Unfortunately, the folks who end up in such movements are not people who know how to build things. Now that's a shame and it's not their fault. We have mis-educated them by allowing schooling to descend into the absurd state that it is, they have been denied the experiences that would let them know how you actually build something, and what a functional system is made of.
But instead, these folks have they've grown up online and by growing up online, you get a very wrong idea because inside of a social media platform, there are no conservation laws, it's just a social environment, which means that the social rules are the physics of the place. But there's no awareness that that whole social universe is actually fuelled by something.
It's fuelled by code and it is driven by a power plant, a nuclear power plant, a coal plant, some other kind of plant, a hydro-electric dam, that actually is pumping the electrons that allow us to have our screens show what other people are saying. So until you understand that that underlying layer is the thing that makes all of the social stuff possible, you kind of get the idea that the social world is the world.
People who think that the social world is the world become very animated by the idea that well we know what you should say and what you shouldn't say so let's just make that a rule. It's nonsense, and they will find out very quickly as they did in the CHAZ. But it is understandable that they would have this misunderstanding because they weren't exposed to the kinds of things that would tell them otherwise.

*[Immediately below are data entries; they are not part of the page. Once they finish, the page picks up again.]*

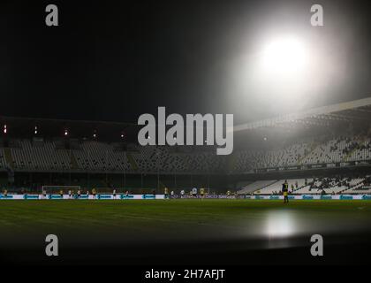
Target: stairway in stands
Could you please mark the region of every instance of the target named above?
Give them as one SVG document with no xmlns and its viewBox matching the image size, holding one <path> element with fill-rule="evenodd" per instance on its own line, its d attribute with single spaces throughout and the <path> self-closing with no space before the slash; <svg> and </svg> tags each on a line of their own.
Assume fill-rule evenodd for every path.
<svg viewBox="0 0 371 283">
<path fill-rule="evenodd" d="M 126 158 L 129 161 L 130 165 L 133 170 L 138 170 L 138 164 L 135 162 L 135 159 L 132 157 L 132 155 L 126 152 Z"/>
<path fill-rule="evenodd" d="M 11 151 L 10 148 L 4 148 L 4 157 L 5 158 L 5 162 L 6 162 L 7 165 L 11 169 L 13 169 L 14 160 L 13 160 L 13 157 L 11 155 Z"/>
</svg>

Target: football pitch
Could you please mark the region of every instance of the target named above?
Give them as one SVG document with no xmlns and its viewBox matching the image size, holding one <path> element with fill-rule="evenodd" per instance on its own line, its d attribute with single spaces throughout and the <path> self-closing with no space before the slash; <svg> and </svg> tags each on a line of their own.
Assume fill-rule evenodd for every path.
<svg viewBox="0 0 371 283">
<path fill-rule="evenodd" d="M 310 238 L 321 234 L 324 258 L 347 263 L 368 249 L 370 224 L 370 201 L 3 201 L 0 253 L 26 264 L 316 264 Z M 51 262 L 47 234 L 60 247 Z"/>
</svg>

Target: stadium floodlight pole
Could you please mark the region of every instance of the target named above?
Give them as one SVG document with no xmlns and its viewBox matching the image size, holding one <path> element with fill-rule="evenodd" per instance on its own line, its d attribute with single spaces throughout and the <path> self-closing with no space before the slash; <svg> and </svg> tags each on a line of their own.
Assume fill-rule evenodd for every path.
<svg viewBox="0 0 371 283">
<path fill-rule="evenodd" d="M 69 185 L 71 186 L 71 164 L 72 164 L 72 162 L 71 162 L 71 160 L 72 160 L 72 151 L 71 151 L 71 148 L 70 148 L 70 163 L 69 163 L 69 164 L 68 164 L 68 168 L 69 168 Z"/>
<path fill-rule="evenodd" d="M 160 151 L 157 151 L 157 192 L 160 192 Z"/>
<path fill-rule="evenodd" d="M 126 168 L 124 168 L 124 190 L 126 190 Z"/>
</svg>

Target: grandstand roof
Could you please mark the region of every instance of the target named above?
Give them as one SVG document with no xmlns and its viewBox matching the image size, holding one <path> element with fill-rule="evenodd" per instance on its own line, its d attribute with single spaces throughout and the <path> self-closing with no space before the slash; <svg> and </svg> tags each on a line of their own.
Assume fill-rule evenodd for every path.
<svg viewBox="0 0 371 283">
<path fill-rule="evenodd" d="M 235 126 L 234 131 L 238 132 L 298 123 L 329 126 L 334 121 L 369 122 L 370 120 L 371 97 L 367 97 Z"/>
<path fill-rule="evenodd" d="M 125 140 L 132 138 L 135 141 L 138 131 L 138 125 L 130 122 L 0 116 L 0 123 L 2 128 L 4 125 L 7 126 L 7 136 L 17 138 L 33 136 L 35 126 L 37 126 L 39 134 L 42 136 L 63 136 L 64 130 L 68 130 L 68 135 L 72 138 L 89 138 L 95 133 L 101 140 L 119 139 L 121 134 L 125 134 Z M 2 134 L 4 134 L 3 131 Z"/>
</svg>

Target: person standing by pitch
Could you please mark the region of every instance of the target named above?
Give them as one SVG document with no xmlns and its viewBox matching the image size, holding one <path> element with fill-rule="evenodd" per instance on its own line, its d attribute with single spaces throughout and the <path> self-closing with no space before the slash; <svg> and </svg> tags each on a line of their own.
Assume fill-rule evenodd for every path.
<svg viewBox="0 0 371 283">
<path fill-rule="evenodd" d="M 282 184 L 282 194 L 284 195 L 284 203 L 289 203 L 289 184 L 287 180 L 284 180 L 284 183 Z"/>
</svg>

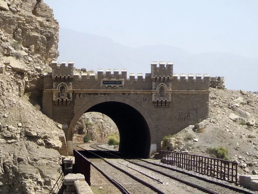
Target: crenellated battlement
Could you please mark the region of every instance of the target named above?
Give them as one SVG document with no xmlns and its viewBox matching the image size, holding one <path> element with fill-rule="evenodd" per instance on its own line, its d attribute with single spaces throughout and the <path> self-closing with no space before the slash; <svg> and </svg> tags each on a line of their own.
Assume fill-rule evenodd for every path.
<svg viewBox="0 0 258 194">
<path fill-rule="evenodd" d="M 65 61 L 62 61 L 61 64 L 58 64 L 56 60 L 52 61 L 52 73 L 44 74 L 46 79 L 52 77 L 53 79 L 53 83 L 49 86 L 53 86 L 54 88 L 59 83 L 64 82 L 72 86 L 69 86 L 70 89 L 101 89 L 104 86 L 109 89 L 115 87 L 123 89 L 158 90 L 159 86 L 162 84 L 168 91 L 208 90 L 209 88 L 208 74 L 197 74 L 195 76 L 192 73 L 173 73 L 174 64 L 170 61 L 166 63 L 163 61 L 153 62 L 151 64 L 151 73 L 145 73 L 145 77 L 142 73 L 134 73 L 129 74 L 128 77 L 126 69 L 121 71 L 117 68 L 113 71 L 110 68 L 98 69 L 96 73 L 74 72 L 74 65 L 71 61 L 67 65 Z"/>
<path fill-rule="evenodd" d="M 171 62 L 168 61 L 166 64 L 164 62 L 161 61 L 159 63 L 158 67 L 157 65 L 157 61 L 153 61 L 151 64 L 151 79 L 153 80 L 169 80 L 172 79 L 174 64 Z"/>
<path fill-rule="evenodd" d="M 58 64 L 57 61 L 52 61 L 52 78 L 73 78 L 74 64 L 71 61 L 68 61 L 67 65 L 66 65 L 65 61 L 62 61 L 61 64 Z"/>
<path fill-rule="evenodd" d="M 202 75 L 201 74 L 196 74 L 196 75 L 195 78 L 194 78 L 193 73 L 188 74 L 188 77 L 187 78 L 186 74 L 184 73 L 180 74 L 180 76 L 178 77 L 178 74 L 177 73 L 173 74 L 173 80 L 174 81 L 177 81 L 178 82 L 198 82 L 209 81 L 210 76 L 208 74 L 204 74 L 204 75 L 203 78 L 202 78 Z"/>
</svg>

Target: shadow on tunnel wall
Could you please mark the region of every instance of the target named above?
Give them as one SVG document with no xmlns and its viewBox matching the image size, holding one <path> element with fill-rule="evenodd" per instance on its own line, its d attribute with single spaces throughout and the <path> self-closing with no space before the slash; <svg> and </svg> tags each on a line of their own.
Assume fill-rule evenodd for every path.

Peter McCormack: Yeah, so CHAZ, as I'm aware, has been closed down. A lot of the movement seems to be kind of fizzling out, but I'm not I'm not sure if it's the same in the US. We had a very small uprising here following what happened in the US, but it's kind of fizzling out. I feel like in the US it's fizzling out a bit, but to the extent that is a... Is it a missed opportunity?
Bret Weinstein: Of course it's a missed opportunity, that's the tragedy of it. I don't know that I see it as fizzling out but I think it may be in a phase transition. I think what happened is the movement discovered just how much power it has, and it has started moving horizontally through institutions.
So we are seeing things occur that obviously have an explanation related to this ideology, but that we can't trace what took place because it's not visible in the same way that a protest or a riot in the street is. So for example, the simultaneous purge of people from Facebook and Reddit and Twitter, this was clearly a very forceful demonstration that people of certain beliefs would not be tolerated. Frankly, some of the beliefs of the people who were tossed were abhorrent to me. But nonetheless...
Peter McCormack: Do you believe in the freedom to have those beliefs?
Bret Weinstein: Of course I believe in the freedom to have those beliefs, and I believe in the freedom to voice those beliefs, and I believe in the freedom of the rest of us to say that those beliefs are crappy and dangerous. I don't see any solution that involves us getting to a better world through censorship, book-burning, it's preposterous. We know that doesn't work, and yet somehow we're here again.
Peter McCormack: So where is the breakdown here? Do you put it back to the college system, the school system?
Bret Weinstein: No, I put it back to political corruption. That basically civilization is an evolutionary environment and unfortunately the system that we have was not good enough to shut down attempts at capture. Those attempts at capture succeeded, and then they became more sophisticated, and they eventually took over the whole system.
So we have now in the US a two-party system in which both parties are involved, essentially, in full-time influence-peddling, which makes policy completely fail and which results in people being kept from the majority of the productivity that they generate through their labour, which of course makes them angry and results in them eventually showing up with torches and pitchforks, which is where we are.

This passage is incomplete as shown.